Auditory imagery is an indirect contributor to liking of sad music and is mediated by absorption (H1 supported).

Absorption and rumination make independent contributions to liking of sad music (H4 supported).


Aspects of imagination are mediated by absorption (H1) which allows of music listener to engage more with music that evokes a negative emotion, allowing one to be in a state of absorption. Absorption is the prime psychological mover for enjoyment of negative emotions in music. It is an adaptive form of musical engagement for listening to sad music of music which evokes negative emotions.


Negative emotion in music can be enjoyed when the listener is in a dissociative state (Schubert, 2013). A dissociative state (absorption) is considered adaptive as it allows the listener to enjoy a wide range of experiences such as negative emotions without the 'pain' associated with negative emotions such as those brought about via rumination. Moreover, the ability to dissociate pain centre activation in aesthetic contexts also facilitates imaginative propensity. The limits of this ability to free oneself cognitively maybe limited by one's imagination.

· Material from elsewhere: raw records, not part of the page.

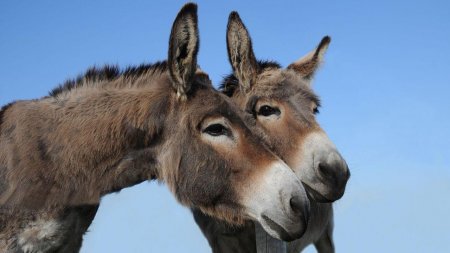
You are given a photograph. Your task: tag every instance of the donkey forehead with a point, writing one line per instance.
(211, 103)
(282, 84)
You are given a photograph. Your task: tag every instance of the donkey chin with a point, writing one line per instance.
(279, 203)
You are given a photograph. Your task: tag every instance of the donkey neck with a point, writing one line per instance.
(105, 139)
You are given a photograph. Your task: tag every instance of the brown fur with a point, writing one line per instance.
(289, 91)
(112, 129)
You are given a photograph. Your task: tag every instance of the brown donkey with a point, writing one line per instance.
(112, 129)
(284, 106)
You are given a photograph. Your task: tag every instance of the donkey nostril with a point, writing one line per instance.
(296, 204)
(326, 170)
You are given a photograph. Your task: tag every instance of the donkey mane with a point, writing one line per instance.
(95, 75)
(230, 83)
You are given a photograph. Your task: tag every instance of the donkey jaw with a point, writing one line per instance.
(279, 203)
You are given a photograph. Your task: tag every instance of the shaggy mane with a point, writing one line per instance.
(108, 73)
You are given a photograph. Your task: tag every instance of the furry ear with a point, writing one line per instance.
(308, 64)
(183, 49)
(240, 52)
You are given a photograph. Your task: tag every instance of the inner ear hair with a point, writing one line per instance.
(308, 65)
(183, 49)
(240, 52)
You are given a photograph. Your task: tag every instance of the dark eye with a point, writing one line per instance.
(216, 130)
(266, 111)
(316, 110)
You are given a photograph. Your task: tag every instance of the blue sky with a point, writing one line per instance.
(384, 87)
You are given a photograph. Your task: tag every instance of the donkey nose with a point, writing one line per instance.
(298, 206)
(335, 171)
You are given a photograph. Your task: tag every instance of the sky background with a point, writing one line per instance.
(385, 90)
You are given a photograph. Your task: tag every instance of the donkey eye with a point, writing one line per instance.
(266, 111)
(316, 110)
(216, 130)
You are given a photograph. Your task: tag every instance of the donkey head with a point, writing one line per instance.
(284, 105)
(212, 160)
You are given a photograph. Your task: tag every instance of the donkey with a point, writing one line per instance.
(284, 106)
(112, 129)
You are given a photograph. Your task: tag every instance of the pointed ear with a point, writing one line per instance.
(308, 65)
(240, 52)
(183, 49)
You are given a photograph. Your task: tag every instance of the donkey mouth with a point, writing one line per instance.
(315, 195)
(282, 233)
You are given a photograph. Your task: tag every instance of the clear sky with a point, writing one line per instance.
(385, 88)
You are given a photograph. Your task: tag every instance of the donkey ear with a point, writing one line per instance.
(183, 49)
(240, 51)
(308, 65)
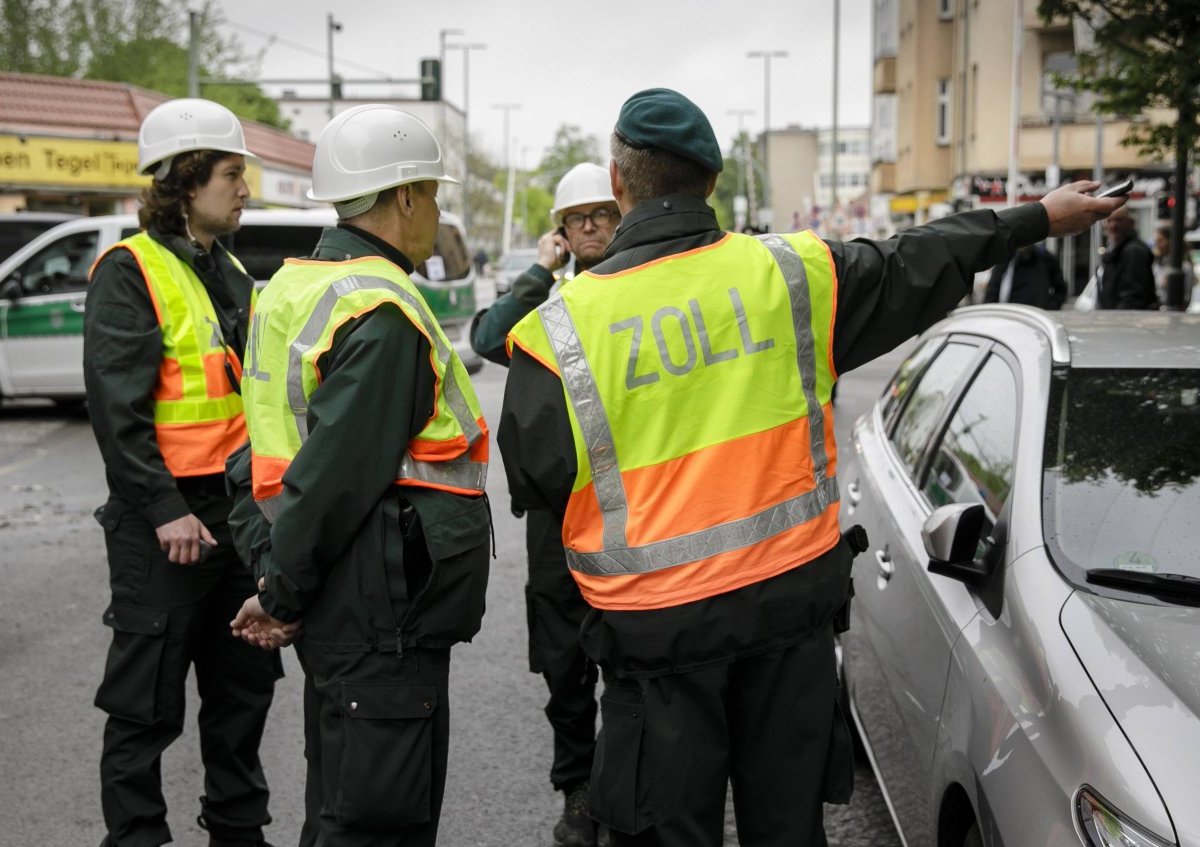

The chain of processing is conceptualised as music listening leading dissociation, with an intervening auditory imaging state, followed by enjoyment of negative emotion.

Although auditory imagery played a role in this research, the contribution is indirect. It is dissociation via absorption which is the critical factor in the enjoyment of negative emotion when listening to music. Dissociation is required to enjoy sad music effectively, with some (optional) imagery processing to further enhance the experience.

© iteachpiano 2021

Schubert, E., Halpern, A. R., Kreutz, G., & Garrido, S. (2018, Vol. 12 Issue 3 - 2018). Attraction to sad music: The role of imagery, absorption, and rumination. Psychology of Aesthetics, Creativity, and the Arts, 12(3), 251–258.